Back home, Peart was convinced to audition to replace drummer John Rutsey in Toronto’s Rush. The band had already released their self-titled 1974 debut but Peart’s arrival, bringing his fantasy lyrics and elaborate drum pieces, was pivotal in Rush’s shift towards progressive rock on ‘Fly By Night’ (1975), ‘Caress Of Steel’ (1975) and their breakthrough album ‘2112’ (1976), which opened with a 20-minute concept title track. “Neil Peart wasn’t just the new drummer; he was the spark that pushed them to greatness,” wrote Ultimate Classic Rock, and Peart’s position as the new fulcrum of the band spurred them on to a lengthy commercial peak. Though 1981’s ‘Moving Pictures’ was their 4 million-selling high-point, they were a major UK hit throughout the ‘80s and barely any of their subsequent albums missed the American and Canadian top ten.

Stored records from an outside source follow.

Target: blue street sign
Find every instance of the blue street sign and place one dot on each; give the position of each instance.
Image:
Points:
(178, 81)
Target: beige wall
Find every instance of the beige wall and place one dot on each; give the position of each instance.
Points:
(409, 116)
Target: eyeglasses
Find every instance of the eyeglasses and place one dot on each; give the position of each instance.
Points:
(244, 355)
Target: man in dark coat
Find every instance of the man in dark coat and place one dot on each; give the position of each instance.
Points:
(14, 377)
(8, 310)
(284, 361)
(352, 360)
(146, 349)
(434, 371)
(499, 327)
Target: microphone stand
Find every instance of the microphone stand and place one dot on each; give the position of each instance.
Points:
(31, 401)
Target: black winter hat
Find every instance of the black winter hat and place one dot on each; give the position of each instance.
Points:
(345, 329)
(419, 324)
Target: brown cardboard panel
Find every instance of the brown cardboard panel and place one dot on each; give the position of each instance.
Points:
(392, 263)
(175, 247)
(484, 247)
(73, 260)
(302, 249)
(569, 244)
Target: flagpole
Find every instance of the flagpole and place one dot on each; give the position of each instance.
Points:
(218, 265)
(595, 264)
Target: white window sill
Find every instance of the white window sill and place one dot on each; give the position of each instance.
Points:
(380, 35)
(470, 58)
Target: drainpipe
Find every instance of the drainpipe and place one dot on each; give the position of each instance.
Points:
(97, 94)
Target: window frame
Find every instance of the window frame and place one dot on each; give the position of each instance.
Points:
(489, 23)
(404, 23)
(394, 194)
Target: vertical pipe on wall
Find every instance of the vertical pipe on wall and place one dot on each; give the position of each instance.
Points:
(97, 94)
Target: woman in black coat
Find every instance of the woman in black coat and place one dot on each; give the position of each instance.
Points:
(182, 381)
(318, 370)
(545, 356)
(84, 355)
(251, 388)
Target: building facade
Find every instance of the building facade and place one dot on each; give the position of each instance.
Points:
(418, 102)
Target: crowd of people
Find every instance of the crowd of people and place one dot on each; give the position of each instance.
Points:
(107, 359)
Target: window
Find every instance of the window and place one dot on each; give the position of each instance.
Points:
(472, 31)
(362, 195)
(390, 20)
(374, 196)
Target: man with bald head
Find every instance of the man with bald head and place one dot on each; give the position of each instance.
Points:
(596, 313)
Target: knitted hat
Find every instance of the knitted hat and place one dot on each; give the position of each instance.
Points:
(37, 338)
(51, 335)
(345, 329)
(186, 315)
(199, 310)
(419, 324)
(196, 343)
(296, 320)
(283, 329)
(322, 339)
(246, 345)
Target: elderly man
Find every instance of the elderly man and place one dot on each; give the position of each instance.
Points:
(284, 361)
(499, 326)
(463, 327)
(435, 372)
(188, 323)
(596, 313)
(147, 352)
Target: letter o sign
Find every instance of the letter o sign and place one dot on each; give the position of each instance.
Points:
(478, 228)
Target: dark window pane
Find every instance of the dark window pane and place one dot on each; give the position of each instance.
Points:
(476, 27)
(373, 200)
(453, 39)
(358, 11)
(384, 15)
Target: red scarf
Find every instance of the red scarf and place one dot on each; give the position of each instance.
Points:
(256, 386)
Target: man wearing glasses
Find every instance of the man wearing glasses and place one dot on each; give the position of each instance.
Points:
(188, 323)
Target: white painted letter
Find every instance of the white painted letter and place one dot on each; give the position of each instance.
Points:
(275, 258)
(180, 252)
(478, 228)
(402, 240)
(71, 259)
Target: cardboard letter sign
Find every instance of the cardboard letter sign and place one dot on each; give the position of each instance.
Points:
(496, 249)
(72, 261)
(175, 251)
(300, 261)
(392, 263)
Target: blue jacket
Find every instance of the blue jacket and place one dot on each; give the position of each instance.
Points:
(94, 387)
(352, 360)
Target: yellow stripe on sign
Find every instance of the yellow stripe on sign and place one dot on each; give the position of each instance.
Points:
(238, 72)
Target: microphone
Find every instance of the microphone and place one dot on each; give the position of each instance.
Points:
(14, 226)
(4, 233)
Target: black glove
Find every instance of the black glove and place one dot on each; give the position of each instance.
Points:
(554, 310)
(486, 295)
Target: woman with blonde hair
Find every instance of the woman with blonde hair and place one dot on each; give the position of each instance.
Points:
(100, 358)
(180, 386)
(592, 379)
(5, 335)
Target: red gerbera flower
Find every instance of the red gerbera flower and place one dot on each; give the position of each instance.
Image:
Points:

In the ‘90s, inspired by playing with The Buddy Rich Big Band, Peart began incorporating jazz and swing elements into his style under the tutelage of Freddie Gruber and Peter Erskine. However, the death of his 19-year-old daughter Selena Taylor in a road accident in 1997, and the subsequent death of his common-law wife Jacqueline from cancer the following year, led Peart to take a break from the band to mourn, riding 55,000 miles around North and Central America by motorcycle. Returning to the band for 2002’s ‘Vapour Trails’ album, he would take a back seat in promotional duties from that point, expressing himself through a series of non-fiction books about his life and travels.
Peart finally retired from Rush in 2015, citing tendonitis and shoulder issues. “It does not pain me to realise that, like all athletes, there comes a time to … take yourself out of the game,” he explained at the time. “I would rather set it aside than face the predicament described in our song ‘Losing It’.” Having kept his illness private for three and half years, he leaves a wife, Carrie Nuttall, and daughter Olivia.